Tuesday, March 8, 2016

Mockery in Twelfth Night

As I was reading Shakespeare’s Twelfth Night, I thought again about how literature can hold up a mirror about what and we laugh at. In particular, I was struck by the difference between the jokes made about Cesario/Viola and those jokes made about Malvolio. The jokes that mock Viola are good-natured and accidental.  Some of the jokes are even made by Viola, which makes the humor comfortable and easy to laugh at. It was far less easy for me to laugh along with Maria, Toby, and Andrew as they mocked Malvolio. There are many differences between the two forms of mockery including, importantly, that Malvolio is not included in the joke. He is the butt of the joke without being allowed to join into the humor. As I thought about it further, the prank played against Malvolio becomes even less humorous because he truly believes in it and becomes hopeful that he can rise in power through a marriage to Olivia. Malvolio’s genuine excitement and interest become the running joke of the play.

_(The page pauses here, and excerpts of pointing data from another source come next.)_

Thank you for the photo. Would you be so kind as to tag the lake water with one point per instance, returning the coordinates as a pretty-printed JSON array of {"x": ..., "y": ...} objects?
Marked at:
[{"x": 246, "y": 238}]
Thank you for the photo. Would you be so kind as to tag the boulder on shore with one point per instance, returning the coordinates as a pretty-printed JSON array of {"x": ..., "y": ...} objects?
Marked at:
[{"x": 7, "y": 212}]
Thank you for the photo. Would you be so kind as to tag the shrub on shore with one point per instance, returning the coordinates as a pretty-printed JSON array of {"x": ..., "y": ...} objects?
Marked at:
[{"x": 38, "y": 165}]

As the play continues, however, it is Malvolio’s desperate actions in response to the bait that become uncomfortable and upsetting to watch. As a reader, I wanted to ask him to stop because he was making a fool of himself and making me uncomfortable in the process. Part of this discomfort comes from realizing how easily we laugh at other’s genuine interests and difficulties but a second part comes from Malvolio’s self-awareness. By the end of the play, I felt an uncomfortable mix of pity and annoyance with Malvolio.

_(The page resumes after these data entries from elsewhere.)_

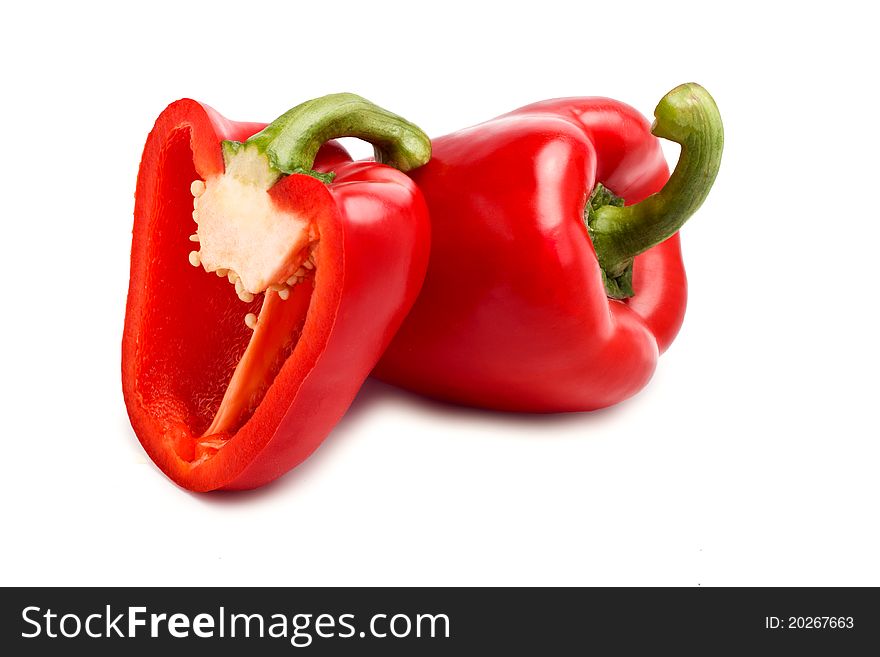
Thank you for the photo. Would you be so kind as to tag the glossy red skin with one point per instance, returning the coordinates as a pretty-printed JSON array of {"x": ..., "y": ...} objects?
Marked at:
[
  {"x": 513, "y": 314},
  {"x": 184, "y": 329}
]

In thinking about the play’s connection to my service experience, I thought about this uncomfortable mix of emotions. What it led me to reflect on was the role of humor at the expense of people with disabilities and how long we can laugh until pity or annoyance makes the joke less funny. I am in a special education classroom where all of the children are enthusiastic happy students. They are wonderful to work with and they sometimes miss the jokes that others make. Often it doesn’t matter but when the joke involves a student who doesn’t understand the joke, it quickly becomes uncomfortable if the other person continues the joke, particularly if the student attempts to participate in the joke without understanding. On one occasion, the teacher had to stop a child from going along with a joke at his expense. She explained what the other student meant and told him not to listen to what he said. The student stopped and returned to his desk embarrassed. While the joke was initially funny, when the person it involves doesn’t understand it, the joke becomes a mockery and leaves me wondering what we are really laughing at. Of course this happens to everyone sometimes but the level of humiliation Malvolio is subjected to is extreme and did remind me of how children with special needs are sometimes treated by peers. This mirror reflecting my own standards for what is funny and what is pitiful reflect my real world understandings of the same concepts.

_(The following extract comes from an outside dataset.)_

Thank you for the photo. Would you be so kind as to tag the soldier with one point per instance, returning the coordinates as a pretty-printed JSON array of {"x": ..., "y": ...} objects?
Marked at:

I want to be clear that I am not comparing the unlikeable Malvolio to children in special education classrooms. Rather, I’m comparing how we differentiate between humor and mockery. This difference is clear in both situations however because in both cases the person being mocked is attempting to be a part of society in a particular way and is being shut out. These themes go back to who we laugh at from the Canterbury Tales as well as who is considered other from Lysistrata. Shakespeare has a wide range of humor and it works in many different ways but it is remarkable how true the commentary remains even across centuries.